About this event

  • Date and time Tue 1 Jun 2021 from 5:55pm to 8:00pm
  • Location Online
  • Organised by Clinical Neurosciences

The last webinar in The Brain Series: Reading and writingwill examine 'reading' and how complex the everyday task of reading is by exploring brain development, some pathologies that can affect our reading skills, and how we creatively use this skill in healthcare. 

The Brain Series: Reading and writing is an insightful online series that highlights these everyday complex tasks with fascinating underlying neurological processing involving language, cognition, and motor skills.

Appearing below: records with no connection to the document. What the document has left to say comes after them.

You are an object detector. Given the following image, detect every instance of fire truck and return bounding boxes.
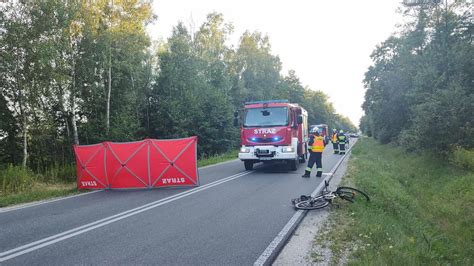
[239,100,308,171]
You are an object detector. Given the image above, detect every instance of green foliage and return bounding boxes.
[0,0,355,177]
[0,164,37,195]
[451,147,474,170]
[361,1,474,153]
[318,138,474,265]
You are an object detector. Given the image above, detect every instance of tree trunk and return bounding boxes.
[105,47,112,136]
[71,59,79,145]
[22,115,28,168]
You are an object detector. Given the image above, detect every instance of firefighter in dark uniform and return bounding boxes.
[337,129,347,154]
[331,128,339,154]
[302,127,326,177]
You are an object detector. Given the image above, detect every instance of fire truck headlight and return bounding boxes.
[240,147,250,153]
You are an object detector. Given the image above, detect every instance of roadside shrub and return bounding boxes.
[40,164,76,182]
[451,147,474,170]
[0,164,37,194]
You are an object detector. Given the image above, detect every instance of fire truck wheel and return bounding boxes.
[244,161,253,170]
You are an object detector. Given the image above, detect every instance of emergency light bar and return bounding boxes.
[245,100,289,105]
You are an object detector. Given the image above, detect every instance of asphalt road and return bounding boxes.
[0,141,352,265]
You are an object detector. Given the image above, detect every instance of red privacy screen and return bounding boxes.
[74,137,199,189]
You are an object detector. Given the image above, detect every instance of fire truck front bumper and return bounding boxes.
[239,146,298,161]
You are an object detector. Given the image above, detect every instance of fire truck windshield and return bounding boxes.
[244,107,288,127]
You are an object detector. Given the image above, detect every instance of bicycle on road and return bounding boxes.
[291,181,370,210]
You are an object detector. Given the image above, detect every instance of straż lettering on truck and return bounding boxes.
[239,100,308,170]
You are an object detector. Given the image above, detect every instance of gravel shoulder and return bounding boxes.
[273,151,350,265]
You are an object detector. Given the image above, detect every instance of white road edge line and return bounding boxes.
[253,141,357,266]
[0,171,254,262]
[0,159,239,213]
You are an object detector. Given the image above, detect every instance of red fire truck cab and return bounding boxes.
[239,100,308,171]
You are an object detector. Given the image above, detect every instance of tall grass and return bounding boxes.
[451,147,474,170]
[0,164,38,195]
[318,138,474,265]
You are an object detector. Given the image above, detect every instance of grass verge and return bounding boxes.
[0,150,238,207]
[315,138,474,265]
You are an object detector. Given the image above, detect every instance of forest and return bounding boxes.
[0,0,356,178]
[360,1,474,156]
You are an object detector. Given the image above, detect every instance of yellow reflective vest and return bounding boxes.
[310,136,324,152]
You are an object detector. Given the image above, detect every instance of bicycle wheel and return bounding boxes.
[335,187,370,202]
[295,196,329,210]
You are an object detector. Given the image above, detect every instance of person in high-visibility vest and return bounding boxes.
[301,128,326,177]
[337,129,347,154]
[331,128,339,154]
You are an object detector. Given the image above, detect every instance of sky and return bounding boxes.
[148,0,402,126]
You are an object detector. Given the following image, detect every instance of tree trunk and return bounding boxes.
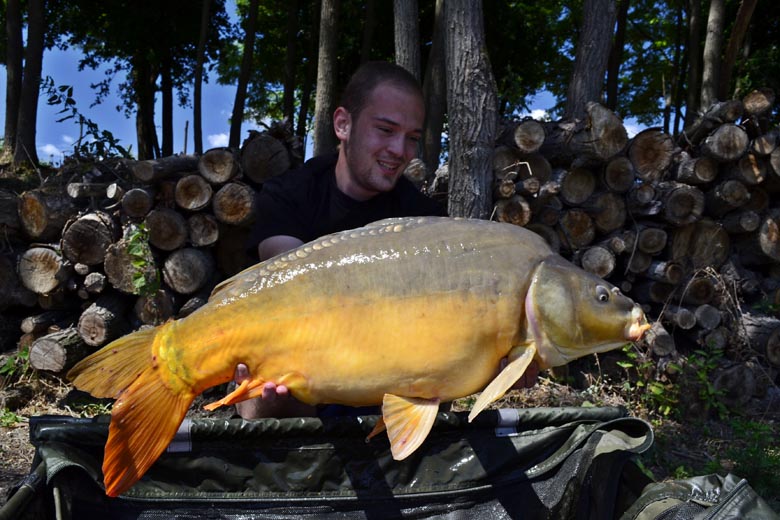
[295,2,321,142]
[701,0,726,109]
[192,0,211,155]
[445,0,498,219]
[282,0,300,128]
[14,0,46,165]
[685,0,701,127]
[160,55,173,157]
[422,0,447,172]
[606,0,630,111]
[718,0,758,99]
[132,53,160,160]
[360,0,377,64]
[241,130,290,185]
[313,0,340,156]
[563,0,616,119]
[393,0,421,81]
[228,0,260,148]
[0,0,24,163]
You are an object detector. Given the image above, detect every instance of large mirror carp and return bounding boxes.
[68,217,649,496]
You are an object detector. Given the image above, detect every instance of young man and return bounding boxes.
[235,62,536,419]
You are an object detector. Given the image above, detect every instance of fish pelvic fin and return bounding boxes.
[380,394,439,460]
[68,328,161,399]
[103,360,196,497]
[469,345,536,422]
[203,379,265,411]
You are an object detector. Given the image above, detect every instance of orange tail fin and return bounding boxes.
[68,325,195,496]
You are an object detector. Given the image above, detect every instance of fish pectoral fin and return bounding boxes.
[366,415,387,442]
[469,345,536,422]
[382,394,439,460]
[203,379,265,411]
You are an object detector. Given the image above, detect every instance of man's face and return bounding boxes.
[334,84,425,200]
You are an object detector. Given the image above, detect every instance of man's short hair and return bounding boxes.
[341,61,423,118]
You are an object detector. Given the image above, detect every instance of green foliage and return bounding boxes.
[0,347,32,380]
[709,420,780,496]
[41,77,131,161]
[687,349,728,419]
[617,344,680,417]
[126,224,160,295]
[0,408,25,428]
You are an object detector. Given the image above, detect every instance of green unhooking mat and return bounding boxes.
[0,408,771,520]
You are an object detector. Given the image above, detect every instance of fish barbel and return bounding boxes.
[68,217,649,496]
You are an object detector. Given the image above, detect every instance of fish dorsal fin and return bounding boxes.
[382,394,439,460]
[469,345,536,422]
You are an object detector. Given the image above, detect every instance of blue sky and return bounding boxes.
[0,32,640,165]
[0,49,256,164]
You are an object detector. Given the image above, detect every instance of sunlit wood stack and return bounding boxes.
[0,128,298,375]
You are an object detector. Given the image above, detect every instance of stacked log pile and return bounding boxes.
[428,91,780,405]
[0,128,300,375]
[0,91,780,412]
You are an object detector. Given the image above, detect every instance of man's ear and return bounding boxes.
[333,107,352,141]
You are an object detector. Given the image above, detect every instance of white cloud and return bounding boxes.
[531,108,550,121]
[206,133,229,148]
[38,144,63,161]
[623,122,645,139]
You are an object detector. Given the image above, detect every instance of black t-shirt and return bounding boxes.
[247,154,446,259]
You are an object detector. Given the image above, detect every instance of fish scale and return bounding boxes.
[69,217,649,496]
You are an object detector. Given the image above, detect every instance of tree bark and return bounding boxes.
[228,0,260,148]
[61,211,119,265]
[685,0,702,127]
[30,327,91,374]
[77,292,130,347]
[174,174,213,211]
[606,0,630,111]
[162,247,215,294]
[360,0,377,64]
[198,148,240,184]
[0,0,24,162]
[192,0,212,155]
[14,0,46,165]
[282,0,300,127]
[393,0,421,81]
[241,130,290,185]
[701,0,726,109]
[313,0,340,156]
[144,208,187,251]
[212,182,255,226]
[422,0,447,176]
[445,0,498,219]
[563,0,616,119]
[718,0,758,99]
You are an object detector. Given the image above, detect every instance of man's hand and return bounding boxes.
[498,358,539,390]
[233,363,316,419]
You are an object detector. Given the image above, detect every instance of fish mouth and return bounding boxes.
[626,305,650,341]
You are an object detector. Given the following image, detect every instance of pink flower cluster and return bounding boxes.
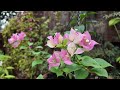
[8,32,26,48]
[48,49,72,69]
[47,28,98,69]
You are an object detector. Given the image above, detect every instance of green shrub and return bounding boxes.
[2,12,50,78]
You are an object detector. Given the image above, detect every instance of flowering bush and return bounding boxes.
[46,28,112,79]
[8,32,26,48]
[2,12,49,79]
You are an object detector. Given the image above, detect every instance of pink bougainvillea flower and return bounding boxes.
[67,42,84,56]
[73,32,83,44]
[47,33,63,48]
[74,48,84,54]
[8,38,16,44]
[12,41,20,48]
[60,49,73,65]
[69,28,76,41]
[8,33,19,44]
[79,31,98,51]
[67,42,77,56]
[18,32,26,40]
[28,18,33,22]
[64,28,83,44]
[8,32,26,48]
[29,28,32,31]
[47,51,60,69]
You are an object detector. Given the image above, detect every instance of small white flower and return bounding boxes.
[0,61,3,66]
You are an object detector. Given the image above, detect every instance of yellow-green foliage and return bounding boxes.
[2,12,49,78]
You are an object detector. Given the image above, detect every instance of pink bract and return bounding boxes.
[79,31,98,51]
[18,32,26,40]
[47,33,63,48]
[47,51,60,69]
[60,49,73,65]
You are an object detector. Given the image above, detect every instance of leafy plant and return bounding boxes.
[0,51,15,79]
[47,29,112,79]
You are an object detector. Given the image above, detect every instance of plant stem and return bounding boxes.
[114,25,120,39]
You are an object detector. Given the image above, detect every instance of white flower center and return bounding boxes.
[86,39,90,43]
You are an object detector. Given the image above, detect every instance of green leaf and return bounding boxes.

Experts will explain how one learns these skills, and how they may be organised in the brain. We will explore the difficulties some children experience as they attempt to acquire these skills and the curious disorders that develop when they are affected by pathology.  

Topics to be covered:

  • To explore the vicissitudes of normal reading acquisition in children 
  • Understand how patients with stroke or neurodegeneration can present with a reading disorder  
  • Strategies to treat reading disorders 
  • Learn how teaching critical reading and thinking in childhood can ameliorate a family's healthcare literacy 

 

The Brain Series: Reading and writing  

Reading and writing are skills of key importance in the modern world. They are both complex tasks with fascinating underlying neurological processing involving language, cognition, and motor skills.  

These webinar lectures will look at how one learns these skills, and how they may be organised in the brain. We will explore the difficulties some children experience as they attempt to acquire them and the curious disorders that develop when they are affected by pathology.  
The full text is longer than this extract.